Artikel 3 – Toepassing van bestuursdwang

  • 1. Indien de inboedel als gevolg van de ontruiming op de weg is geplaatst en deze niet binnen de in de last onder bestuursdwang vermelde termijn is verwijderd gaan burgemeester en wethouders over tot het verwijderen van de inboedel.

  • 2. Burgemeester en wethouders zijn zo mogelijk ter plekke vertegenwoordigd vanaf het moment dat de inboedel op straat wordt gezet; zij betreden de te ontruimen onroerende zaak niet.

  • 3. Indien burgemeester en wethouders overgaan tot het verwijderen van de inboedel bepalen zij of de goederen worden opgeslagen, worden overgedragen of worden vernietigd overeenkomstig het bepaalde in artikel 4.

  • 4. Burgemeester en wethouders maken proces-verbaal op van het meevoeren en opslaan, overdragen en/of vernietigen van de inboedel. Een afschrift van het proces-verbaal verstrekken burgemeester en wethouders binnen twee werkdagen na die van de ontruiming aan de overtreder c.q. opdrachtgever en de rechthebbende.

  • 5. In aanvulling op het proces-verbaal maken burgemeester en wethouders een inventarislijst op waarin een omschrijving wordt gegeven van de verwijderde en opgeslagen, overgedragen en/of vernietigde goederen.

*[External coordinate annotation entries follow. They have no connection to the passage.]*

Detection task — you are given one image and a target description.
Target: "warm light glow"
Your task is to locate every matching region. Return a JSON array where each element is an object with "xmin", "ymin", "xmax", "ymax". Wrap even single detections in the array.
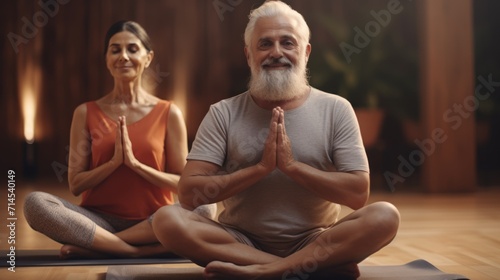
[
  {"xmin": 21, "ymin": 89, "xmax": 36, "ymax": 144},
  {"xmin": 19, "ymin": 60, "xmax": 42, "ymax": 144}
]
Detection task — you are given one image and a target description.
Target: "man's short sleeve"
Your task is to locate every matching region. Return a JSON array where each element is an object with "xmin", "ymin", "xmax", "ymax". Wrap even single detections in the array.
[{"xmin": 187, "ymin": 104, "xmax": 227, "ymax": 166}]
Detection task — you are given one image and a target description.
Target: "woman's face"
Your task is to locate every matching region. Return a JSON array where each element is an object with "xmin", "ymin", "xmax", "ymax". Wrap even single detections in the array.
[{"xmin": 106, "ymin": 31, "xmax": 153, "ymax": 81}]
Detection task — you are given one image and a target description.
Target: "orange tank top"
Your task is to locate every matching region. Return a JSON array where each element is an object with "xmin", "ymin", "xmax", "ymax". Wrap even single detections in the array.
[{"xmin": 81, "ymin": 100, "xmax": 174, "ymax": 220}]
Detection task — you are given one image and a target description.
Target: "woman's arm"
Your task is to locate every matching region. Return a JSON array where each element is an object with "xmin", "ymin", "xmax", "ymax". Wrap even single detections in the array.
[
  {"xmin": 68, "ymin": 104, "xmax": 123, "ymax": 196},
  {"xmin": 121, "ymin": 104, "xmax": 188, "ymax": 192}
]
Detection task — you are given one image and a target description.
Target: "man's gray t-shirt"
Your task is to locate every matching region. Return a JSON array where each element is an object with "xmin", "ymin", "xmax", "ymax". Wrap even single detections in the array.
[{"xmin": 188, "ymin": 88, "xmax": 369, "ymax": 247}]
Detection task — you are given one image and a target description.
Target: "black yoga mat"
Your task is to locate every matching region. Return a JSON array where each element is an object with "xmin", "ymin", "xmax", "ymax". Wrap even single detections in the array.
[
  {"xmin": 0, "ymin": 250, "xmax": 190, "ymax": 267},
  {"xmin": 106, "ymin": 260, "xmax": 468, "ymax": 280}
]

Zo mogelijk worden tevens foto’s gemaakt van de inboedel die door burgemeester en wethouders wordt verwijderd. Een afschrift van de inventarislijst verstrekken burgemeester en wethouders binnen twee werkdagen na die van de ontruiming aan de overtreder c.q. opdrachtgever en de rechthebbende.

Artikel 4 – Opslag, overdracht of vernietiging

  • 1. Goederen, materialen, middelen en stoffen waarvan het bezit wettelijk is verboden worden door burgemeester en wethouders niet verwijderd en meegevoerd; deze worden overgedragen aan de politie.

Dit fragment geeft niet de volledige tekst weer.